You have several options for getting a herpes test. Your primary care provider or OB-GYN can order either a swab or blood test. Planned Parenthood and other sexual health clinics offer testing, often on a sliding fee scale. Some county public health clinics provide STI services at low cost. For example, county sexual health clinics may charge around $40 per visit for a comprehensive exam and testing, with fee waivers available for those who can’t pay.

Be aware that not all clinics offer blood testing for herpes. Some only perform swab tests on active lesions. County and public health clinics in particular may limit herpes testing to swabs, so call ahead if you’re looking for a blood test without symptoms. At-home test kits that use a finger-prick blood sample are also available through several online services, though the same false positive considerations apply to their results.

Why Routine Screening Isn’t Standard

You might be surprised to learn that herpes is not included in a standard STI panel. When you ask a provider for “full STI testing,” herpes is almost never part of it unless you specifically request it. This isn’t an oversight. The CDC does not recommend routine herpes screening for people without symptoms because of the high false positive rate in blood tests and because a positive result in someone who has never had symptoms rarely changes medical management. The psychological impact of a diagnosis, particularly one that may be a false positive, is considered a real harm.

That said, testing makes sense in certain situations: if you have symptoms that could be herpes, if a sexual partner has been diagnosed, if you want to know your status before a new relationship, or if you’re pregnant (since herpes can be transmitted to a newborn during delivery). You may need to explicitly ask your provider to add herpes to your test panel, because it won’t be included automatically.

What to Expect From Results

Swab test results typically come back within a few days. A positive swab is definitive: you have herpes, and the result will specify HSV-1 or HSV-2. A negative swab doesn’t fully rule it out, especially if the lesion was already healing when sampled.

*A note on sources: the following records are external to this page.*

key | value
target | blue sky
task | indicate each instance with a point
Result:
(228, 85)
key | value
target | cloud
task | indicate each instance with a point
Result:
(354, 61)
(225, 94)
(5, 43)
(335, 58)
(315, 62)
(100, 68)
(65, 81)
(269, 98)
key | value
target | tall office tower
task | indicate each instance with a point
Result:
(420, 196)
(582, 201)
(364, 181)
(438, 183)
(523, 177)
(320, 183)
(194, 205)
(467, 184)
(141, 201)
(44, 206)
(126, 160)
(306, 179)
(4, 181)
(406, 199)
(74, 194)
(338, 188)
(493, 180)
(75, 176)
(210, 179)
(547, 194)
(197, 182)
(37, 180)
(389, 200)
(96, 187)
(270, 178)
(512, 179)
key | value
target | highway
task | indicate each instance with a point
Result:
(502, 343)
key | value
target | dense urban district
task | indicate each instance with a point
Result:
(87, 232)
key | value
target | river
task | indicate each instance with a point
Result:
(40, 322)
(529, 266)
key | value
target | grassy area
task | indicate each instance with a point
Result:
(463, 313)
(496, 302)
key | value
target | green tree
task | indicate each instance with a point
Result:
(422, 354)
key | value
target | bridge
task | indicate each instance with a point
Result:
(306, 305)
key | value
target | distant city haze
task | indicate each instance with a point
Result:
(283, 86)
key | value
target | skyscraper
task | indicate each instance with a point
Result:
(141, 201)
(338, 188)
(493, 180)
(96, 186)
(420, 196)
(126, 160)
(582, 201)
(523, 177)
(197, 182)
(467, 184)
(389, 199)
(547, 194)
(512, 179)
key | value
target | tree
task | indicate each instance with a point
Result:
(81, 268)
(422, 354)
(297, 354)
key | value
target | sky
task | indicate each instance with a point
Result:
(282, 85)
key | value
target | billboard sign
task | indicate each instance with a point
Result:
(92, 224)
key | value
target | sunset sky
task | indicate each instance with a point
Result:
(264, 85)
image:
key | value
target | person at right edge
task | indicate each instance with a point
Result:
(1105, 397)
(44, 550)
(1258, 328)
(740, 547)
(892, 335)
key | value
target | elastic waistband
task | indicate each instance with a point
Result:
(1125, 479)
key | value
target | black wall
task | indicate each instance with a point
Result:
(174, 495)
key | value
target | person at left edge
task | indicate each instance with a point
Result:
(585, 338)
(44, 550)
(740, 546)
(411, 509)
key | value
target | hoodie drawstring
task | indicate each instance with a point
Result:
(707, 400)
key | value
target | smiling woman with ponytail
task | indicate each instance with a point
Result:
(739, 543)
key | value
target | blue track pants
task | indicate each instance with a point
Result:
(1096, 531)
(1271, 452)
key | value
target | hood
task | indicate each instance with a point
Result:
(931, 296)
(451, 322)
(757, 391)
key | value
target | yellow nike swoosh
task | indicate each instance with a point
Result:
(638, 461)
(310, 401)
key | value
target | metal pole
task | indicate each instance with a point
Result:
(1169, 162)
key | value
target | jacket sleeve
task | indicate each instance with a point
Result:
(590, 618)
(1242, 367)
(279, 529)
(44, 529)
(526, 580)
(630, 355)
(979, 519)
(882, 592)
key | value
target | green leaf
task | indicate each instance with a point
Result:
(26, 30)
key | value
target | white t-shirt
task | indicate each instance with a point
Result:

Blood test results also return within a few days and report separate values for HSV-1 and HSV-2. A negative result (index below 0.90) means no antibodies were detected. A value between 0.90 and 1.10 is considered equivocal, meaning the test couldn’t determine a clear answer, and retesting in a few weeks is recommended. A value above 1.10 is positive, but as noted, anything between 1.10 and 3.50 for HSV-2 warrants confirmatory testing. Values above 3.50 are much more likely to be true positives.

Keep in mind that a positive HSV-1 blood test doesn’t necessarily mean genital herpes. Most HSV-1 infections are oral (cold sores), and the blood test can’t tell you the location of infection. Only a swab from a genital lesion can confirm that HSV-1 is present in the genital area.